Weniger Hunger auf Menschenfleisch als mitunter behauptet
"Es war für Jahre ein historisches Rätsel, doch nun wird dieser Unstimmigkeit schließlich auf den Grund gegangen", erklärt Nathaniel J. Dominy von der University of California in Santa Cruz. "Wir können uns vorstellen, dass die Eisenbahngesellschaft Gründe gehabt haben könnte, die Zahl der Opfer minimieren zu wollen, und Patterson könnte Gründe gehabt haben, die Zahl aufzublasen. Also wem sollen wir trauen? Wir entfernen all diese Faktoren und machten uns an die Daten." Um anhand der über hundert Jahre alten Gewebeproben der beiden Menschenfresser noch die Zahl der Gefressenen festzustellen, hatten die Forscher Verhältnisse bestimmter stabiler Isotope in den Proben analysiert. Indem sie diese Muster mit den isotopischen Signaturen potenzieller Beutetiere verglichen, konnten sie einschätzen, was die Löwen in welchen Mengen gefressen hatten. Die Haar- und Knochenproben der Löwen stammten aus dem Field Museum of Natural History in Chicago, wo die ausgestopften Tiere heute ausgestellt sind. Menschliche Proben erhielten die Forscher aus einer Sammlung, die von einer archäologischen Afrika-Expedition des Antropologen Louis Leakey aus dem Jahre 1929 stammten.
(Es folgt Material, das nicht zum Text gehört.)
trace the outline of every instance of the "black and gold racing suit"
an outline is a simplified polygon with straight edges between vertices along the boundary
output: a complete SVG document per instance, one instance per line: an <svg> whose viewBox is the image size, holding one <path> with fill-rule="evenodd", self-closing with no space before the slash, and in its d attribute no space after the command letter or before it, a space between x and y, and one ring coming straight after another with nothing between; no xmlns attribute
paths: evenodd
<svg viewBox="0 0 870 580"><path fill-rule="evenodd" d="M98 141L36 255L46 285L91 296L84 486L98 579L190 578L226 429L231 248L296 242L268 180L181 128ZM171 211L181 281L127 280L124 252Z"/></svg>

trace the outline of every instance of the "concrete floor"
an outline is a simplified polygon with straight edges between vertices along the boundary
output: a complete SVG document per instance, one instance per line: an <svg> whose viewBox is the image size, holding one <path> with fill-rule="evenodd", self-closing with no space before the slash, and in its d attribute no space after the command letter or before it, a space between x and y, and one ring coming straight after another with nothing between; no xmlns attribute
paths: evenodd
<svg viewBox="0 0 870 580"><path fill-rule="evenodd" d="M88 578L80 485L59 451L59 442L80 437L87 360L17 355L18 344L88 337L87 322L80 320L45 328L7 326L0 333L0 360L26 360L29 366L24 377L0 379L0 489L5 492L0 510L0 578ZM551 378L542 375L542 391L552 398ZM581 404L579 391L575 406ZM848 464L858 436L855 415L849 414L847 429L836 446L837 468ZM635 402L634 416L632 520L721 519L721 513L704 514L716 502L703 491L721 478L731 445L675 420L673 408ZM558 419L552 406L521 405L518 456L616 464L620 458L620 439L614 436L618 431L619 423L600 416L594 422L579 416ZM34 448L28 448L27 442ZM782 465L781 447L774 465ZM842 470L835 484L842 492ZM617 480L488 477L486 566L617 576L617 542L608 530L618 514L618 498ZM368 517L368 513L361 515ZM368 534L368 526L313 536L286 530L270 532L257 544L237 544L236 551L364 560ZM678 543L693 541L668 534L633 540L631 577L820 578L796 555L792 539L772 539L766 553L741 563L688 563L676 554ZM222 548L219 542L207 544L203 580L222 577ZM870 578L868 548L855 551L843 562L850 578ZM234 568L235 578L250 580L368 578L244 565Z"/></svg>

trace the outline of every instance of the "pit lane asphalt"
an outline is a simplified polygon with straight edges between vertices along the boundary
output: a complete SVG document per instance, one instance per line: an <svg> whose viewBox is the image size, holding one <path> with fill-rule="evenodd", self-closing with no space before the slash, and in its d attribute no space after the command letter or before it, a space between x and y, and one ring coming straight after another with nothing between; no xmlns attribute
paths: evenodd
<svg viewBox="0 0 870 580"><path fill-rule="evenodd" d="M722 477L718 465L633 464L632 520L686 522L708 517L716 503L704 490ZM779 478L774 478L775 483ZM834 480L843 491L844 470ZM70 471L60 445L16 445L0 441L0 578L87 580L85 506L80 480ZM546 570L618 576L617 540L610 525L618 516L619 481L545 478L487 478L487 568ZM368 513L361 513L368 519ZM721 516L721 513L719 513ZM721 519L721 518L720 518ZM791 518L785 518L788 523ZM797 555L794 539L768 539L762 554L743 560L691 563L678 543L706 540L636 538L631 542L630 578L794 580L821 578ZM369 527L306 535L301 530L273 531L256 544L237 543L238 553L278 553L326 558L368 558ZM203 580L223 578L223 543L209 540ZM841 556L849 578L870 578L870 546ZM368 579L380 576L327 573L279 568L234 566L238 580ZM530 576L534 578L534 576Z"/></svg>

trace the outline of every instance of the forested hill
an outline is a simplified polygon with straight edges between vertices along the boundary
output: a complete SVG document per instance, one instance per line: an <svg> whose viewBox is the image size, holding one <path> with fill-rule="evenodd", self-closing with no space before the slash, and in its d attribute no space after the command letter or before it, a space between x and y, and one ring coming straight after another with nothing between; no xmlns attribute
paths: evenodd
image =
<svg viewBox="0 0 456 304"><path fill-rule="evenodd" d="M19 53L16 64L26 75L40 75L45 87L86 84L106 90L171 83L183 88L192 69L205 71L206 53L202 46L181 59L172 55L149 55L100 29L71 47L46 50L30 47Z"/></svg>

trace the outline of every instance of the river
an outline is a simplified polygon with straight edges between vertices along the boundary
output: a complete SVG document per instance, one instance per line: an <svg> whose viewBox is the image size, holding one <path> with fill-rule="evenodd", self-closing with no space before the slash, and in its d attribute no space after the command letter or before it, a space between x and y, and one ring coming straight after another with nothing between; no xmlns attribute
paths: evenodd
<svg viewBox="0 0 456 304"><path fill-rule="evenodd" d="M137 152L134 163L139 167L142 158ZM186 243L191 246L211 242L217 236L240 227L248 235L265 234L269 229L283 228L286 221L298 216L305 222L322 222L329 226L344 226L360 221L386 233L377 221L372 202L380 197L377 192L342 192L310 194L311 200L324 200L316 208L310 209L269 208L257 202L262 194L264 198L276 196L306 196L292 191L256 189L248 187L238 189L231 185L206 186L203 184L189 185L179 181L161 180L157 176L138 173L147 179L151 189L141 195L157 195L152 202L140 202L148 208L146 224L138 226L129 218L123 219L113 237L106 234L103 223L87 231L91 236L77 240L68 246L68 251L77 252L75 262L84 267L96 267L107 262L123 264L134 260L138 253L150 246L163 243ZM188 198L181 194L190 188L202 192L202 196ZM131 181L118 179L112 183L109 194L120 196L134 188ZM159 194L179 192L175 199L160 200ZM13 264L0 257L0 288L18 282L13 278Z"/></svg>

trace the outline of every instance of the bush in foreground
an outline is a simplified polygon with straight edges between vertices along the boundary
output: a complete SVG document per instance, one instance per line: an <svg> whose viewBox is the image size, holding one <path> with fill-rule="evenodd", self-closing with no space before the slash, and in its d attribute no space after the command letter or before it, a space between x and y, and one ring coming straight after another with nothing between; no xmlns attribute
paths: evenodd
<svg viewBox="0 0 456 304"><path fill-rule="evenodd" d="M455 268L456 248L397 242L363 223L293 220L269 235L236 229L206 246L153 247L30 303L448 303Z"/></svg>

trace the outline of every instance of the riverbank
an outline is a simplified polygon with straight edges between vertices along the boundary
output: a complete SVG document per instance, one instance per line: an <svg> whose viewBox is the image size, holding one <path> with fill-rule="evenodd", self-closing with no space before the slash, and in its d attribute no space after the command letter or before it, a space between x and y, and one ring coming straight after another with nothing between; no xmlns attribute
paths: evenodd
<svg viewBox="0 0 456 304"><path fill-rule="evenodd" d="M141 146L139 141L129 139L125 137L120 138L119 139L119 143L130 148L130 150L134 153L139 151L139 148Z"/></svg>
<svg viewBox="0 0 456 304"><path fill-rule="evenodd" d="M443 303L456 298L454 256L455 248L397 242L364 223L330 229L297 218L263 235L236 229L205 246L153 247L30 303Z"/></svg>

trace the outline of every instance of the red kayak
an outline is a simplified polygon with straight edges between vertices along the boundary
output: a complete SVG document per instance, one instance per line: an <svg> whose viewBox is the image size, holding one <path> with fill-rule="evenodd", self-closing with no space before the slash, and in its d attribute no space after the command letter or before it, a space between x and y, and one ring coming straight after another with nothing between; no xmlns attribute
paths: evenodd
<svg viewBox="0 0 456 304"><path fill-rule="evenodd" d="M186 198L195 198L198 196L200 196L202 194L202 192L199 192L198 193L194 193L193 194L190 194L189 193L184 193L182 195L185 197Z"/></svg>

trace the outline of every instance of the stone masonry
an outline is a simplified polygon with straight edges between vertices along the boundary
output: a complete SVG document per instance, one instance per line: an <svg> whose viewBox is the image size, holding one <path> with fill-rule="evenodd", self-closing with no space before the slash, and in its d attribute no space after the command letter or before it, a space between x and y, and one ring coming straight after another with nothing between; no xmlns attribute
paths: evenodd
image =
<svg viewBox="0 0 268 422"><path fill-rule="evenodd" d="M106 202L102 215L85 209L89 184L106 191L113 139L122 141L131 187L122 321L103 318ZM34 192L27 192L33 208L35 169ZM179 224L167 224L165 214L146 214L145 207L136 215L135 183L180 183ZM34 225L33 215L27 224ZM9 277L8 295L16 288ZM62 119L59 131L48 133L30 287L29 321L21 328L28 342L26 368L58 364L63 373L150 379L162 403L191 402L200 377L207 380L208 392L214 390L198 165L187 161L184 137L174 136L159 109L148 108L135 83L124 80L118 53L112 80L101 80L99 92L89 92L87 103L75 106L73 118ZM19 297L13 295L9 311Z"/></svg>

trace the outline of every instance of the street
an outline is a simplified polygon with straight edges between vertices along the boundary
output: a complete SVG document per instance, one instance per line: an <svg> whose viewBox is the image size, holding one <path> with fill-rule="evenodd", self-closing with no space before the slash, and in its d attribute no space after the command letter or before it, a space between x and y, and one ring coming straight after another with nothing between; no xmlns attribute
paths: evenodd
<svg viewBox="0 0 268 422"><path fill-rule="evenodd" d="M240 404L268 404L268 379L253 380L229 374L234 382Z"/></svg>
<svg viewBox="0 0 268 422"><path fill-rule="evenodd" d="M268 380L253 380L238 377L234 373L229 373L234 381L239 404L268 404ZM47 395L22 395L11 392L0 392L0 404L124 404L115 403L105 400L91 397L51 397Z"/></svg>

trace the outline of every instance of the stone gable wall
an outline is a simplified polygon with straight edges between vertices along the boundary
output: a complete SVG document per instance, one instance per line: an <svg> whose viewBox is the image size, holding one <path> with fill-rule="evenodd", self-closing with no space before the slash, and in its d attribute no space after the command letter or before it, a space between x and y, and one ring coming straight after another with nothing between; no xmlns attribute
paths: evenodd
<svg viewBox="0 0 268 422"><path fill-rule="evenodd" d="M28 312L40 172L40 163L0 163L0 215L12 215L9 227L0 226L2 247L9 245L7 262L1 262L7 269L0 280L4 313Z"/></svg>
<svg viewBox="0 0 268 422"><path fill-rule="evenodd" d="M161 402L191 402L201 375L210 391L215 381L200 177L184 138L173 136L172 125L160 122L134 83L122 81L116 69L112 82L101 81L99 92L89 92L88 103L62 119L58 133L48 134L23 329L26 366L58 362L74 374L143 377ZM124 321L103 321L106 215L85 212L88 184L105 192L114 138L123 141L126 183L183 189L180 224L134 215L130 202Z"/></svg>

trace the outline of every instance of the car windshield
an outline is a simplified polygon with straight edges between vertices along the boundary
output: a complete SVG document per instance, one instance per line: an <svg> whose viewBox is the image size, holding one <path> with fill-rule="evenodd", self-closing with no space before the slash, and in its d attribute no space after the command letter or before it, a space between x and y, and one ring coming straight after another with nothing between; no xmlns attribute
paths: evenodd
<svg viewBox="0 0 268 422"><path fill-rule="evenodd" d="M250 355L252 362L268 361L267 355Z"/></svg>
Die Ergebnisse der Untersuchungen zeigen: Während der letzten neun Monate der Löwen, welche Patterson als deren Schreckensherrschaft bezeichnete, bestand etwa die Hälfte der Nahrung des einen Löwen tatsächlich aus Menschenfleisch. Er hatte schätzungsweise 24 Menschen gefressen. Bei seinem Begleiter, der auch überraschend viel pflanzliche Nahrung zu sich nahm, schätzen die Biologen die Zahl auf 11. "Unsere Belege weisen nur die Zahl der gefressenen Menschen nach, nicht die der getöteten", betont Dominy. Außerdem ist rein rechnerisch ein weiterer Rahmen denkbar. Demnach ist möglich, dass die Löwen zwischen 4 und 72 Menschen gefressen haben.
Vor mehr als hundert Jahren war das Nahrungsangebot für die Raubtiere vermutlich knapp, so dass sie gezwungen waren, auch alternative Möglichkeiten zu nutzen. Obwohl die beiden Männchen zusammen lebten und jagten, unterschieden sich ihre kulinarischen Vorlieben doch deutlich. Diese starken Differenzen in der Ernährungsweise erklären die Biologen damit, dass bei engem Zusammenleben dennoch Individualität erhalten bleibt.
"Tsavo-Menschenfresser" sowie "Der Geist" und "Die Dunkelheit" waren Namen, die den beiden Löwen gegeben wurden. Die Begebenheit erregte zu ihrer Zeit enorme Aufmerksamkeit und wurde mehrfach verfilmt - unter anderem in "Der Geist und die Dunkelheit" mit Val Kilmer als Patterson in der Hauptrolle.